1999 book predicting rapid rise in stock prices

Dow 36,000: The New Strategy for Profiting From the Coming Rise in the Stock Market is a book published in September 1999 by conservative syndicated columnist James K. Glassman and conservative economist Kevin Hassett, in which they argued that stocks in 1999 were significantly undervalued and concluded that there would be a fourfold market increase with the Dow Jones Industrial Average (DJIA) to 36,000 by 2002 or 2004. The book was described as the "most spectacularly wrong investing book ever". In the book, the authors argued that stocks did not have significantly greater risk than bonds in the long run and as investors came to that realization, stock prices would rise dramatically. The authors expected the equity risk premium to dissipate, which never happened. They also expected stocks to rise due to better fiscal and monetary policy, globalization, peace abroad and better corporate management.

Five years after the book was published, it was ridiculed and traded for pennies on Amazon.com.

In November 2021, the DJIA finally did reach 36,000, 22 years after the book was published, after years of declines due to the bursting of the dot-com bubble, the September 11 attacks, the 2008 financial crisis, and the 2020 stock market crash.
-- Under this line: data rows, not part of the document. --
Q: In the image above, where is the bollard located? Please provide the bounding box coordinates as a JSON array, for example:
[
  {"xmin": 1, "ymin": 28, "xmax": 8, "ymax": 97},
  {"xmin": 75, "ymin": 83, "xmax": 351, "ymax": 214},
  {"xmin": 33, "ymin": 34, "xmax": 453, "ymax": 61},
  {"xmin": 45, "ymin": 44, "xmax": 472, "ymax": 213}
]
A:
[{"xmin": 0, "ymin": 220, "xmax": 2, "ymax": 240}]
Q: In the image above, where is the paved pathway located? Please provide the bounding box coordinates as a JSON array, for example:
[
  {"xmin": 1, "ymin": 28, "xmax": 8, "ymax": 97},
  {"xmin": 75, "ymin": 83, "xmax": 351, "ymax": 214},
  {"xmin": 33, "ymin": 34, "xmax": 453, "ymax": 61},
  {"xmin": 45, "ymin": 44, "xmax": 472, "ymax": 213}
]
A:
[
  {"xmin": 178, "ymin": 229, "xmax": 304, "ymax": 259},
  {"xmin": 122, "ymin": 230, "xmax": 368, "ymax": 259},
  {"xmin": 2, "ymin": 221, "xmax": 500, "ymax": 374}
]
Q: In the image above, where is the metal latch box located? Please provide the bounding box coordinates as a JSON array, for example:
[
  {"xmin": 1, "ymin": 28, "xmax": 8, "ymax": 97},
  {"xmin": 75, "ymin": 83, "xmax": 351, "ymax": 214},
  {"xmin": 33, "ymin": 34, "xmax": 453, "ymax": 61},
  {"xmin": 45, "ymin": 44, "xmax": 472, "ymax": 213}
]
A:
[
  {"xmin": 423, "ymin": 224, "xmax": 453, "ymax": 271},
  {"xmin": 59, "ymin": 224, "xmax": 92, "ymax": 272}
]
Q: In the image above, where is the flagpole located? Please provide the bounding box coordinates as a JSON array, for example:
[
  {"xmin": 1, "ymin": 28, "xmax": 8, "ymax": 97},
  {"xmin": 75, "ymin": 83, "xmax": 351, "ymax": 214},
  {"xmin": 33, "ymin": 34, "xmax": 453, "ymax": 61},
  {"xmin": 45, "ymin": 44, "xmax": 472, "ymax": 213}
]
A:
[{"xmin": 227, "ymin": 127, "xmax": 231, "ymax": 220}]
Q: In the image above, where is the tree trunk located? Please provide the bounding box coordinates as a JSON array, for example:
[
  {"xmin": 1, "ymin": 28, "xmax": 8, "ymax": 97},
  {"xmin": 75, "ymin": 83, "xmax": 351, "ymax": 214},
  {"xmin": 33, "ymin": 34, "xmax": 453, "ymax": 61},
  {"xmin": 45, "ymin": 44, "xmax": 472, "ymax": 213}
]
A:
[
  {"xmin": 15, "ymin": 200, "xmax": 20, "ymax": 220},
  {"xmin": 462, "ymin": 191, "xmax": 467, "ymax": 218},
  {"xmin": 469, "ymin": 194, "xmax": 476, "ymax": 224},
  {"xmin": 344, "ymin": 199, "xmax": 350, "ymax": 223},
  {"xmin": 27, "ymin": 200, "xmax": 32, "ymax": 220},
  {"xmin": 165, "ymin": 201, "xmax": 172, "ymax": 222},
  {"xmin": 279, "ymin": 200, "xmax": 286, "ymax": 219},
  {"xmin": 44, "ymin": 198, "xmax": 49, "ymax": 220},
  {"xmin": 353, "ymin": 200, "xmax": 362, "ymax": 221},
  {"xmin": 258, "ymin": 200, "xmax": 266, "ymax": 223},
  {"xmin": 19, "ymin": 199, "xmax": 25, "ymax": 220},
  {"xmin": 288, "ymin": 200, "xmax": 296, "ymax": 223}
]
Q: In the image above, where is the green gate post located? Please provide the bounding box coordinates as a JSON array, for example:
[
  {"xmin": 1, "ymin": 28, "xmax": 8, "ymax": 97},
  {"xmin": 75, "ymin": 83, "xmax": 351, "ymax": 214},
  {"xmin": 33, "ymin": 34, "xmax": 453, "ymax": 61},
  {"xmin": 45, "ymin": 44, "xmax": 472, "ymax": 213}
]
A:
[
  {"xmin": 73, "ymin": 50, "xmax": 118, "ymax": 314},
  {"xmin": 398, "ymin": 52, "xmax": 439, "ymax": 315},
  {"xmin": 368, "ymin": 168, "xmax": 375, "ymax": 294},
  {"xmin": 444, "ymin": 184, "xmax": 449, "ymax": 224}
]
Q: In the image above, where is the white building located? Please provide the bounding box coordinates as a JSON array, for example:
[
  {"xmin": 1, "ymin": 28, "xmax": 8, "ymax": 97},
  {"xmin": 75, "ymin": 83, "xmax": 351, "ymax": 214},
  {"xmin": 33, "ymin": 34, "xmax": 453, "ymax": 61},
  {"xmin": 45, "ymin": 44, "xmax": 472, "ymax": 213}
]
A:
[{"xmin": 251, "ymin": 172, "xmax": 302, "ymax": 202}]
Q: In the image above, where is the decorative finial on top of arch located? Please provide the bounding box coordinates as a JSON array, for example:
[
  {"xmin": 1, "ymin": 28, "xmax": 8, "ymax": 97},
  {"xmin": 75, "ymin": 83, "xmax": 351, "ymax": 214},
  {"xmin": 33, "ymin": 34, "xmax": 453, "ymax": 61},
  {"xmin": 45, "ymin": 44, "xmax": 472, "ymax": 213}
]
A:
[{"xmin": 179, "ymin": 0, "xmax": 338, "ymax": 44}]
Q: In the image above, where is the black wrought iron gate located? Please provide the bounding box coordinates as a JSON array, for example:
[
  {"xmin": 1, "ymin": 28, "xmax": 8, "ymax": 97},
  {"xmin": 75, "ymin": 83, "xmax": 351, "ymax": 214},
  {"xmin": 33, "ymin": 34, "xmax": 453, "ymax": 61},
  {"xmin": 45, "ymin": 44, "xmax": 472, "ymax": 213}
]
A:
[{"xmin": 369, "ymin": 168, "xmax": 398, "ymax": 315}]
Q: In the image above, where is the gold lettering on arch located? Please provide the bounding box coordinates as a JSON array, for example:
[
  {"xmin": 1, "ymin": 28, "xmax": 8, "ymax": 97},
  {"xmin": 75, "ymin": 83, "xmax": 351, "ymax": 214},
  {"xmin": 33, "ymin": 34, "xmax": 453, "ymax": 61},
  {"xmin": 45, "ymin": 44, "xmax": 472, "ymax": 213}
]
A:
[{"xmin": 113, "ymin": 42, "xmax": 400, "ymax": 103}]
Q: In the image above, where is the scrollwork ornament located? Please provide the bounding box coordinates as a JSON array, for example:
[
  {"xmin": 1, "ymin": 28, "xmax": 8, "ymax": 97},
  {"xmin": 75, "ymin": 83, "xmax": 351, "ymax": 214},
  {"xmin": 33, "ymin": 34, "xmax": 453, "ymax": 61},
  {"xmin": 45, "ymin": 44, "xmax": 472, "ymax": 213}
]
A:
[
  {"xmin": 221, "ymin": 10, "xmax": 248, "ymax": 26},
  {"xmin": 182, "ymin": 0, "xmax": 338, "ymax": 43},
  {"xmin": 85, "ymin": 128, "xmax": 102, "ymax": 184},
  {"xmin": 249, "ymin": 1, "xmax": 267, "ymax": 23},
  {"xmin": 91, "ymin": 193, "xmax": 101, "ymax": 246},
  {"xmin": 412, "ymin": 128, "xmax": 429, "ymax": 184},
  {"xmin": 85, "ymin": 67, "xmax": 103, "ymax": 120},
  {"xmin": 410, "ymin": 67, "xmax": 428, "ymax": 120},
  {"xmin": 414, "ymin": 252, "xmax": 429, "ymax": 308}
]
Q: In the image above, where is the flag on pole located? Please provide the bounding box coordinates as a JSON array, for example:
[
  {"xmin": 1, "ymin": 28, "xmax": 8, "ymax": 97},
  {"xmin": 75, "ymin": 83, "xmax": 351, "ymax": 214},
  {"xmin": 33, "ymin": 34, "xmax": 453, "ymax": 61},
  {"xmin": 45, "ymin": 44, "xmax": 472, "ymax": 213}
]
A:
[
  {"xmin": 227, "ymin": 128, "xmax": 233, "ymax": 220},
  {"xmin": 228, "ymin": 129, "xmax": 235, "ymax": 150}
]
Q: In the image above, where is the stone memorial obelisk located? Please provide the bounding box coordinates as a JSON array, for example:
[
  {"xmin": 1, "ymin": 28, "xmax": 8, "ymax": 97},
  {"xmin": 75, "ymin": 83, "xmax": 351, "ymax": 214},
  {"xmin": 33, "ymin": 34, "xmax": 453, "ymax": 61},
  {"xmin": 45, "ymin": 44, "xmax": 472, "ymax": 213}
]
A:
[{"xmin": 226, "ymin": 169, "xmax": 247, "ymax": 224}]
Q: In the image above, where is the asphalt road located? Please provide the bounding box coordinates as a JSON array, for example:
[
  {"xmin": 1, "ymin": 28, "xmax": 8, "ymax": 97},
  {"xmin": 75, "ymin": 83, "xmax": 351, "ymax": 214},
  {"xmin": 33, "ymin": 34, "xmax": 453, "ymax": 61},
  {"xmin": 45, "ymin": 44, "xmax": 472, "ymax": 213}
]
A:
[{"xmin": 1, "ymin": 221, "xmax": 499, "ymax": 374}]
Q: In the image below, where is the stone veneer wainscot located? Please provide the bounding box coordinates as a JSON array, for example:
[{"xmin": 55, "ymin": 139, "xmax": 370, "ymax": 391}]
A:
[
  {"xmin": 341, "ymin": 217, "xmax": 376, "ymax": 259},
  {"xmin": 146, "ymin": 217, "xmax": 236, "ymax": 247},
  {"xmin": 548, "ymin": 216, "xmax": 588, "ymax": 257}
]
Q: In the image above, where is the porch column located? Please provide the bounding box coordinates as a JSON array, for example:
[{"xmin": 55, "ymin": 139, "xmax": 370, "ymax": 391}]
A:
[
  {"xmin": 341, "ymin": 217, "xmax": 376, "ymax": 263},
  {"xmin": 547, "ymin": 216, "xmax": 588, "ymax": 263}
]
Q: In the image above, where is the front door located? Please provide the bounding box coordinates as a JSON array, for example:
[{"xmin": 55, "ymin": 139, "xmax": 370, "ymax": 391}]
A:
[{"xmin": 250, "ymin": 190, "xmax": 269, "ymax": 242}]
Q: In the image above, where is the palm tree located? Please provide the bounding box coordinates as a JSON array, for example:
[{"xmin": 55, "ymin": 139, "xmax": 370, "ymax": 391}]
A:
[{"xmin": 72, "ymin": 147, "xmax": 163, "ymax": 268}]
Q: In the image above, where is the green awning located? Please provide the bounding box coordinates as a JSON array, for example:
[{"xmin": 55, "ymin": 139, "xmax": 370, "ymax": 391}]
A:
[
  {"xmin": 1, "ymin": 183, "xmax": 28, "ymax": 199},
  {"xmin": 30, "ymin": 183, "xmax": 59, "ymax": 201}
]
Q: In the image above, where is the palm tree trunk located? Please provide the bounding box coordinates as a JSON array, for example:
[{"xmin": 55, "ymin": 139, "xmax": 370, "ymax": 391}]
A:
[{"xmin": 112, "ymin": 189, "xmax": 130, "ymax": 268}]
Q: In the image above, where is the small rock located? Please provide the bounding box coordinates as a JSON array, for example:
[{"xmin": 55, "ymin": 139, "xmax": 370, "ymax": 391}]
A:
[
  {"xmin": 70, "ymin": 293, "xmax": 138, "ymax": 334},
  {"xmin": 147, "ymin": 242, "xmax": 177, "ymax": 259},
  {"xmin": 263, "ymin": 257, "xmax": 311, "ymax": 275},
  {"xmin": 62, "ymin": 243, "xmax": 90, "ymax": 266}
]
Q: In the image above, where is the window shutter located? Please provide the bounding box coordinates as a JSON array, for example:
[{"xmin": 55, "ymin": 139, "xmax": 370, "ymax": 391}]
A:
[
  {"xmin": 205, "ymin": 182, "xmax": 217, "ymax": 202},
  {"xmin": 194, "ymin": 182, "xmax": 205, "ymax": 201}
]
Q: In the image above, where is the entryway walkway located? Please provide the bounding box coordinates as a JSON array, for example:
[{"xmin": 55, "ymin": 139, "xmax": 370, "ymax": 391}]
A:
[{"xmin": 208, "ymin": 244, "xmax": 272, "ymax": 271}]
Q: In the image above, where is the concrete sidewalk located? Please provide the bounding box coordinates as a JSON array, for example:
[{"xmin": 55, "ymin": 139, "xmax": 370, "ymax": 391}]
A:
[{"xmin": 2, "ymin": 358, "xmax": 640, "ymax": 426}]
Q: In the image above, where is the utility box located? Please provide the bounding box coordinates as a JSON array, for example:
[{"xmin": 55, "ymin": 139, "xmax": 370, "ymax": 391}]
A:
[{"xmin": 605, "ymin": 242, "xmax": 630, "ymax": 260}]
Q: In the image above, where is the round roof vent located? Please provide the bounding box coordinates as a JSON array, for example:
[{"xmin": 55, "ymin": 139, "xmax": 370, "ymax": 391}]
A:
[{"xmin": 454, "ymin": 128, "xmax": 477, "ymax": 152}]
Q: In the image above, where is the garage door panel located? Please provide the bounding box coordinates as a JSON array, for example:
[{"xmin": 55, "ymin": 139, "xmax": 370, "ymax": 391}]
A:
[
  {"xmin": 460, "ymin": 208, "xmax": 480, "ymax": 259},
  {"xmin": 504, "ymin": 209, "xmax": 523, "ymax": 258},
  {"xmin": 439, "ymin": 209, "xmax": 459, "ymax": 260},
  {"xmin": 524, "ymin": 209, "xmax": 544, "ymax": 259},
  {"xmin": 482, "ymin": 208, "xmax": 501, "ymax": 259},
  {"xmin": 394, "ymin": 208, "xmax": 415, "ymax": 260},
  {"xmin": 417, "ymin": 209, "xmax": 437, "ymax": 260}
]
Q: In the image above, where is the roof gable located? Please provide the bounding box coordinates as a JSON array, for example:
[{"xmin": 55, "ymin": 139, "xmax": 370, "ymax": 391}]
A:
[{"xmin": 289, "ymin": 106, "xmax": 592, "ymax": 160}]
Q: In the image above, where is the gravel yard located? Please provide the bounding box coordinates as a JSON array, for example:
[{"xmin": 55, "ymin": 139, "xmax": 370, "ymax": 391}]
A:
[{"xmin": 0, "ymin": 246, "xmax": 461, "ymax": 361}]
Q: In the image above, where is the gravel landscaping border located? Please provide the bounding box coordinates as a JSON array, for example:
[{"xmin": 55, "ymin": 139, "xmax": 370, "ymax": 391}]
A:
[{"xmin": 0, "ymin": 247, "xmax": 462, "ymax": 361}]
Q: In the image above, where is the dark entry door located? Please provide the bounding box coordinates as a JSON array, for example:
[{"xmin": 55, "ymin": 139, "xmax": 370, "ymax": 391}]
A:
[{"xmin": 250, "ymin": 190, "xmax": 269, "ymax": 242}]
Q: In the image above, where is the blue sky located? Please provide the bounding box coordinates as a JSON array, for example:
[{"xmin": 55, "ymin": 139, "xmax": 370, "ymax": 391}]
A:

At that time, Glassman hedged his original prediction saying, "The title was easy to caricature" and "Never associate a date with a number".

==Lost bet and charitable donation==
Excerpts from the book were published in The Atlantic in 1999. In the January 2000 issue of The Atlantic, Glassman and Hassett replied to a critic of their theory that "if the Dow is closer to 10,000 than to 36,000 ten years from now, [i.e. if it is below 23,000] we will each give $1,000 to the charity of your choice." In early 2010, Glassman and Hassett conceded they lost the bet and they each donated $1,000 to the Salvation Army.

On October 18, 2017, the Dow closed above 23,000, thus finally reaching more than halfway from 10,000 to 36,000.

==Authors==
Glassman was named an undersecretary of state for public diplomacy and public affairs by President George W. Bush.

In November 2024, Hassett was appointed as Director of the White House National Economic Council by Donald Trump.